It’s the holiday season and I’m faced with my annual dilemma: How do I thank a small number of employees who have disproportionately supported the company’s and my own success over the last year? For most of my career, I’ve believed non-cash rewards were better than cash. After all, cash gets used for next months’ car payment, to pay down a credit card balance, or for a night on the town. Cash disappears.
I’ve noticed this behavior regardless of whether the cash is included in their pay checks, provided as a separate incentive, or given as a spot bonus. Maritz, a sales and marketing services company, analyzed the use of cash cards in employee incentive programs and found “more than 65% of cash card redemption was for non-memorable and essentially non-motivating items including bail bonds, court costs, tax payments and disposable retail purchases, like groceries.” This poor performance doesn’t count the estimated 10% of all cash and gift cards that aren’t redeemed.
In an article entited “Right Answer, Wrong Questions” in the Sept 2004 issue of SalesForceXP, Scott Jeffrey, assistant professor of management sciences at the University of Waterloo, reports that non-cash rewards can be two to three times more effective than cash rewards.

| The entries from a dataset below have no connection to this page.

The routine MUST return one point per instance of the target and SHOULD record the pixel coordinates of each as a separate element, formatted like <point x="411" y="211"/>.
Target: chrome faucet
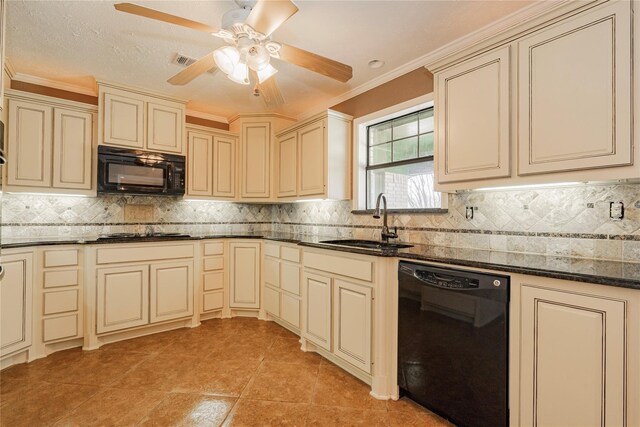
<point x="386" y="234"/>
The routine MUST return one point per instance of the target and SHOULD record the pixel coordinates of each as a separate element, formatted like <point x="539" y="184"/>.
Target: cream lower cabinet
<point x="50" y="145"/>
<point x="578" y="363"/>
<point x="244" y="275"/>
<point x="122" y="297"/>
<point x="16" y="290"/>
<point x="171" y="291"/>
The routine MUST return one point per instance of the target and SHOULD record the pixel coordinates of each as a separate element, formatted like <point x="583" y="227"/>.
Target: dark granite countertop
<point x="611" y="273"/>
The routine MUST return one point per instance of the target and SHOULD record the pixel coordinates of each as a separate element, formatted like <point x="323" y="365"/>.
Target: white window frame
<point x="360" y="125"/>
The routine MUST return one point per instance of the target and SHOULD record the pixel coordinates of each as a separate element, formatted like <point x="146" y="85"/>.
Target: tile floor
<point x="240" y="372"/>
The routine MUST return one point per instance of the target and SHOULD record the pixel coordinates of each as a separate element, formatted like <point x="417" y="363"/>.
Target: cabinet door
<point x="165" y="127"/>
<point x="245" y="275"/>
<point x="224" y="167"/>
<point x="473" y="119"/>
<point x="317" y="328"/>
<point x="573" y="359"/>
<point x="123" y="297"/>
<point x="72" y="149"/>
<point x="200" y="165"/>
<point x="16" y="290"/>
<point x="256" y="160"/>
<point x="575" y="93"/>
<point x="123" y="121"/>
<point x="287" y="165"/>
<point x="171" y="291"/>
<point x="311" y="159"/>
<point x="29" y="144"/>
<point x="352" y="323"/>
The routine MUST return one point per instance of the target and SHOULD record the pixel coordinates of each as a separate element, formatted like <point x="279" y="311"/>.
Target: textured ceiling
<point x="77" y="41"/>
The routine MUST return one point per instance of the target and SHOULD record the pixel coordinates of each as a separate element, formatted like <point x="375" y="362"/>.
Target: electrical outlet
<point x="616" y="211"/>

The study goes on to recommend that managers should offer incentives that employees consider luxuries. Gifts that employees wouldn’t purchase for themselves are more motivating than everyday items.
I’m not surprised by these conclusions. A physical item – even if it’s a desk clock or a pen – is a more constant reinforcement of behavior than money spent on a dented fender. According to research, people are more likely to be motivated by something that is perceived as a luxury, even though it might be worth less than a cash alternative.
The evidence is that non-cash rewards are more motivating than cash ones. And yet, this year I gave cash to a few select people. Actual physical currency. Somehow, after the economic roller coaster of the last year, it felt more substantial.
I’m interested in your opinion. Do you think that non-cash rewards are better than cash ones?